Теперь же, совершенно случайно посмотрев картину «Ничья» Лены Ланских по сценарию, написанному ею совместно с Екатериной Перфиловой, понимаю, что жюри отдало победу Хомерики и Родионову исключительно за выслугу лет. Картина дебютантки Ланских много лучше. Насколько же лучше? Ну примерно на порядок. Что, кстати, подтвердил престижный фестиваль в Сан-Себастьяне, где «Ничью» признали лучшим дебютом.

Дельную, подробную рецензию на фильм написала для «Искусства кино» Наталья Сиривля, а я собираюсь указать лишь на один структурный элемент фильма, который представляется мне выдающимся. Меня настолько увлекла эта «штучка», что сейчас откажусь даже и от элементарных стилевых красот, методом навала дам некоторое количество киноматериала, рифмующегося с восхитившим меня структурным элементом из «Ничьей». Тот, кто вчитается, а потом посмотрит данный для примера фильм-рифму, поймёт, в чём же специфика подлинного, неподдельного современного кинематографа. 

«Ничья» длится 1 час 48 минут, включая титры. В той мере, в какой поначалу перед нами социальный очерк, «натуральная школа», «школа взросления», а местами даже и несмешная сатира, смотреть это не то чтобы «интересно». Покопался в Сети: некоторые обозреватели предельно презрительно на картину из-за этого всего поругались, принципиально отказались с нею разбираться. Но я-то дотерпел до катарсиса. В основном потому, что продюсер «Ничьей» – Сергей Сельянов, а этот человек неравнодушен к сюрпризам с обманками. И действительно, в последние минут пятнадцать экранного времени народилось принципиально новое содержание. Поначалу даже не понял, какого оно рода и почему меня обрадовало. А после-то, уже расшифровав, походил с этим радостным ощущением пару часов и стремительно подтащил для этой вот колоночки иностранную картину из прошлого, наверное, выше классом, но всё равно родственную «Ничьей». Ну чтобы методология была нагляднее. 

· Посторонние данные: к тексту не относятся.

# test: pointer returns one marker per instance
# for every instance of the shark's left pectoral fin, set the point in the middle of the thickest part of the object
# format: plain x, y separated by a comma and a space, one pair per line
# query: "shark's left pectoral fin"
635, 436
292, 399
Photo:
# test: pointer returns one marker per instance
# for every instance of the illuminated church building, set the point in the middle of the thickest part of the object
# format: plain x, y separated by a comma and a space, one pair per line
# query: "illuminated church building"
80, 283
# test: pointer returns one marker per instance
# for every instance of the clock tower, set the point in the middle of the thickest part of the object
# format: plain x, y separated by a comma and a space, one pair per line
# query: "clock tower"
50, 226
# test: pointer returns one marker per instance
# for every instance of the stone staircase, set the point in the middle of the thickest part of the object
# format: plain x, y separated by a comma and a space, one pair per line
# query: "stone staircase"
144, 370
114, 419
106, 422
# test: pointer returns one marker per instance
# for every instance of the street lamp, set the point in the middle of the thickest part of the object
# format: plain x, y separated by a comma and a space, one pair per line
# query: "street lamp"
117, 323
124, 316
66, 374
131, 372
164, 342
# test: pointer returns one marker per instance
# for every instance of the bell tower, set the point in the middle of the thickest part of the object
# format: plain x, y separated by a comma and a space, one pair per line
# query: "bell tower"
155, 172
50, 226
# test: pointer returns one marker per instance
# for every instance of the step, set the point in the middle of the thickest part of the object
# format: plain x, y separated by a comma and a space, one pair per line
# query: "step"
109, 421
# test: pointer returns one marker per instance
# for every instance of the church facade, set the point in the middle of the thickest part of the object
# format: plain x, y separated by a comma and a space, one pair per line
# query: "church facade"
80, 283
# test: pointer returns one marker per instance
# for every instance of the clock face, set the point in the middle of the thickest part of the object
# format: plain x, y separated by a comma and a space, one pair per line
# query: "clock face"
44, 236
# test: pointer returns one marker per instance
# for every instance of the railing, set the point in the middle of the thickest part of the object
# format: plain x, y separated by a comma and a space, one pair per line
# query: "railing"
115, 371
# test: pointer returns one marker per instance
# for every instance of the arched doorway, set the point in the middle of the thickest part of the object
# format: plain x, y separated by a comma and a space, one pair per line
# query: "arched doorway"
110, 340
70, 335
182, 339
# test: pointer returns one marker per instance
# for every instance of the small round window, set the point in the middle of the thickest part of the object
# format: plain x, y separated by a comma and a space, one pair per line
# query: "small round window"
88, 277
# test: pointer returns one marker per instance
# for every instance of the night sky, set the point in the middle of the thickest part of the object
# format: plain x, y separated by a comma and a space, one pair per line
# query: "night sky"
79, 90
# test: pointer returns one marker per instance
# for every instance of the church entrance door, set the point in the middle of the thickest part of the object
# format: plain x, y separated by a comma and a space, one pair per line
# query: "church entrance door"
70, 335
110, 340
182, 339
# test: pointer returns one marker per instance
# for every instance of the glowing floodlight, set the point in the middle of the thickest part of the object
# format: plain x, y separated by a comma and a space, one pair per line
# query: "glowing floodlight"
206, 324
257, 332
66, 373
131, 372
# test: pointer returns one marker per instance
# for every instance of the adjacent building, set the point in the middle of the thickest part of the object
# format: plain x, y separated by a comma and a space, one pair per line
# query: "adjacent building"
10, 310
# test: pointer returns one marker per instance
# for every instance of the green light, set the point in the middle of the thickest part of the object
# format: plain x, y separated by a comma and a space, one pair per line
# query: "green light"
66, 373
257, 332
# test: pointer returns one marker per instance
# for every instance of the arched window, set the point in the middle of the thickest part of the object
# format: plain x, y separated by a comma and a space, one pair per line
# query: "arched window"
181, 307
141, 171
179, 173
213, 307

Итак, до поры имеем социальный очерк, физиологический очерк, натуральную школу. Сюжетные перипетии для тех, кому интересно, подробно и грамотно классифицирует Наталья Сиривля. Я поэтому упомяну лишь то, что у 14-летней героини по имени Вика появился родной ребёнок. Трудный бедноватый быт где-то в провинциальном городке, отец Вики давно ушёл из семьи к новой женщине, и его, как я понимаю, пасынок Никита то ли изнасиловал Вику, то ли принудил её отдаться ему более-менее добровольно (ага, про добровольную принудительность, она же принудительная добровольность – все теперь наслышаны), потому что Вика украла деньги у этого своего отца, а по совместительству Никитиного отчима. Никита, короче, сводную сестру шантажировал и добился близости, которая разрешилась беременностью, а потом и родами. Вика драматично живёт у матери, скрывает ребёнка практически ото всех, даже и от крепкого парня, с которым имеет близкие отношения. Она регулярно пытается от ребёнка избавиться путём продажи бездетным парам, однако в последний момент передумывает. 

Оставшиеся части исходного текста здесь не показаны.